Understanding this “something” is a core question for Sunetra Gupta, an Oxford University epidemiologist who developed a way to calculate herd immunity thresholds that incorporates a variable for pre-existing innate resistance and cross protection.24 Her group argues that herd immunity thresholds “may be greatly reduced if a fraction of the population is unable to transmit the virus.”

“The conventional wisdom is that lockdown occurred as the epidemic curve was rising,” Gupta explained. “So once you remove lockdown that curve should continue to rise.” But that is not happening in places like New York, London, and Stockholm. The question is why. 

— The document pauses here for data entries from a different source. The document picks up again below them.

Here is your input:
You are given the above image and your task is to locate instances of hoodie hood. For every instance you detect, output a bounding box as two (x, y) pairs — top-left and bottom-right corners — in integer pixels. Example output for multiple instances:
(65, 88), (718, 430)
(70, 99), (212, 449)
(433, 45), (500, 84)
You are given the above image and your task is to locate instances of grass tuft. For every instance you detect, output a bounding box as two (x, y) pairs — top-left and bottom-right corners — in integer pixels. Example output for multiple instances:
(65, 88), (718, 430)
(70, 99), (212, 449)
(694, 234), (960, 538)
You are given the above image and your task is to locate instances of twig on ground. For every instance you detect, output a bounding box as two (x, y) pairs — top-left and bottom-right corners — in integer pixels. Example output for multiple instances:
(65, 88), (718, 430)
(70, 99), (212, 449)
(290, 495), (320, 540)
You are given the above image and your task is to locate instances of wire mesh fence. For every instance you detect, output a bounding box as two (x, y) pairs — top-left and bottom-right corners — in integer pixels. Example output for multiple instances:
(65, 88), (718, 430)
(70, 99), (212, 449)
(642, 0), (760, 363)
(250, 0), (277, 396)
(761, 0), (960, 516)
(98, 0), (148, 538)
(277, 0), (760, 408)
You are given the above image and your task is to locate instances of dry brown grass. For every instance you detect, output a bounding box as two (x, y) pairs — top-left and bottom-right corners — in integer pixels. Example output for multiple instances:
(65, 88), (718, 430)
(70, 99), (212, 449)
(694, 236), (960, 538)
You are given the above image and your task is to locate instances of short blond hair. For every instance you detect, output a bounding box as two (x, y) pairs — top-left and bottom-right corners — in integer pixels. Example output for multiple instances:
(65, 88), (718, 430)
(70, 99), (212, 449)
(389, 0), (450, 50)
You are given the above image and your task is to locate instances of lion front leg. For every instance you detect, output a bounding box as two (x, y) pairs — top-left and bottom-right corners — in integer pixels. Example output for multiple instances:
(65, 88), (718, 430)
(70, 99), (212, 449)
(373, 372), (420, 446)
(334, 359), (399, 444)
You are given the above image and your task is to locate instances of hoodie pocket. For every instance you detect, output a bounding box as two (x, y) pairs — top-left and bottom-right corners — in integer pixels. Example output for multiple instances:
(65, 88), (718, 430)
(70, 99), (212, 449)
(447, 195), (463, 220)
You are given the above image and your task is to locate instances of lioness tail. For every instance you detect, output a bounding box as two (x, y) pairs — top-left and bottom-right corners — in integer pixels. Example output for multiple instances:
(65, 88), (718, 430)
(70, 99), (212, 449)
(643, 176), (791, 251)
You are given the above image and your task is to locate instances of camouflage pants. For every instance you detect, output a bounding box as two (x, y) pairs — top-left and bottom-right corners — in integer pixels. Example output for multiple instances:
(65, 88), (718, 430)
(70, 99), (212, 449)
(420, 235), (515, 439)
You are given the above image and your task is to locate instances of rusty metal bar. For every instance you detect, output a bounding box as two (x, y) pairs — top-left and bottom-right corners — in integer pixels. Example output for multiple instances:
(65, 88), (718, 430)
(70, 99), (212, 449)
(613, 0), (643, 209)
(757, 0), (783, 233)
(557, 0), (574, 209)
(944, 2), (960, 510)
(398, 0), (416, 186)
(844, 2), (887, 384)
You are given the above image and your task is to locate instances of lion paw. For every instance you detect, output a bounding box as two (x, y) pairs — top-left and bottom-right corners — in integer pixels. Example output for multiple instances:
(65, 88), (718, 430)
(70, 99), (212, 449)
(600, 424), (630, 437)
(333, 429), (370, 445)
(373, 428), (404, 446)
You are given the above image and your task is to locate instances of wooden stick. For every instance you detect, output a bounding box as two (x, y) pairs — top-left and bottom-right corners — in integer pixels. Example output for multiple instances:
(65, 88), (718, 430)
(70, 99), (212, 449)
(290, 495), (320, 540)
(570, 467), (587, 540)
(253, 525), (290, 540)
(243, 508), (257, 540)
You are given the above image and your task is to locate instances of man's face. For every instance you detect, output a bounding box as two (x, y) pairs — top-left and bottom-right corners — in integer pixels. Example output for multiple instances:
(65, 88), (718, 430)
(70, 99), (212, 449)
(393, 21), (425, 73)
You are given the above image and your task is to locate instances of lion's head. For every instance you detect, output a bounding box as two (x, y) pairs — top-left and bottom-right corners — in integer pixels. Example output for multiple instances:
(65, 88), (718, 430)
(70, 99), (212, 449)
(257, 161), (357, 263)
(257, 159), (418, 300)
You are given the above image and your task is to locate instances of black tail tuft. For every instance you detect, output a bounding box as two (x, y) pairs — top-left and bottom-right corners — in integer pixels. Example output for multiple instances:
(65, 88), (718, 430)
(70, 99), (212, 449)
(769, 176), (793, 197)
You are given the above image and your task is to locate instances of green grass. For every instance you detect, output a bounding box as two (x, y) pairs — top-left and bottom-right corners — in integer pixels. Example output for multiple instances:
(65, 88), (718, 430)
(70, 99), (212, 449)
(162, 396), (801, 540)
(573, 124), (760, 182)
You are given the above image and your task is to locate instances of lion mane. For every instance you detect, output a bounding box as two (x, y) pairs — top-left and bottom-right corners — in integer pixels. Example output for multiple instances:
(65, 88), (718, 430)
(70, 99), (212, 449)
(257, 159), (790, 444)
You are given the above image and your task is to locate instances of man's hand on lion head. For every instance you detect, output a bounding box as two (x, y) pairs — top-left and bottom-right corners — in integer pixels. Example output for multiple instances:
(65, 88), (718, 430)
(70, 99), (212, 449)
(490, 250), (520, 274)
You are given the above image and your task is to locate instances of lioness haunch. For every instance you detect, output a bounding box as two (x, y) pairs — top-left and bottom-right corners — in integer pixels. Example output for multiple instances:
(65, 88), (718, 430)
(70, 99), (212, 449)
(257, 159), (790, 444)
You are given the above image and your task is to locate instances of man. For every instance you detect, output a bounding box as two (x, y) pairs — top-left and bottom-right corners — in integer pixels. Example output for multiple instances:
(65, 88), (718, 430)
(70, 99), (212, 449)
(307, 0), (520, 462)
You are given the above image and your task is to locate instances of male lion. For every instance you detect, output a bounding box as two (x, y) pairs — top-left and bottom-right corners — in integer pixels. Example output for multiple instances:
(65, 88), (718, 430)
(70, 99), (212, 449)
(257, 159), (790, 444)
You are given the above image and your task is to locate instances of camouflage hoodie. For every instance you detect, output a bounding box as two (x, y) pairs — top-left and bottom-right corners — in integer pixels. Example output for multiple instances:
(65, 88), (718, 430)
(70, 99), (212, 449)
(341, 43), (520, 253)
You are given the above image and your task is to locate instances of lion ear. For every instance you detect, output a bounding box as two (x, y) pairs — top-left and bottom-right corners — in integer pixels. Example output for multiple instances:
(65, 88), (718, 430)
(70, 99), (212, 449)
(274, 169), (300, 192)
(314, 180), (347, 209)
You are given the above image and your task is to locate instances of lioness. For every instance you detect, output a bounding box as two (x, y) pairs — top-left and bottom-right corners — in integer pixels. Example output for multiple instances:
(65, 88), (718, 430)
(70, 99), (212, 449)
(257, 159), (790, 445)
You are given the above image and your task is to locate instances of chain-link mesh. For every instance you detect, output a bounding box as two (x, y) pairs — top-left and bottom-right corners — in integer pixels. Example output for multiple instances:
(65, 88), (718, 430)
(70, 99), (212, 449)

“If it were the case that in London the disease hadn’t disseminated too widely, and only 15% have experienced the virus [as serology tests indicate] . . . under those circumstances, if you lift lockdown, you should see an immediate and commensurate increase in cases, as we have observed in many other settings,” Gupta told The BMJ, “But that hasn’t happened. That is just a fact. The question is why.”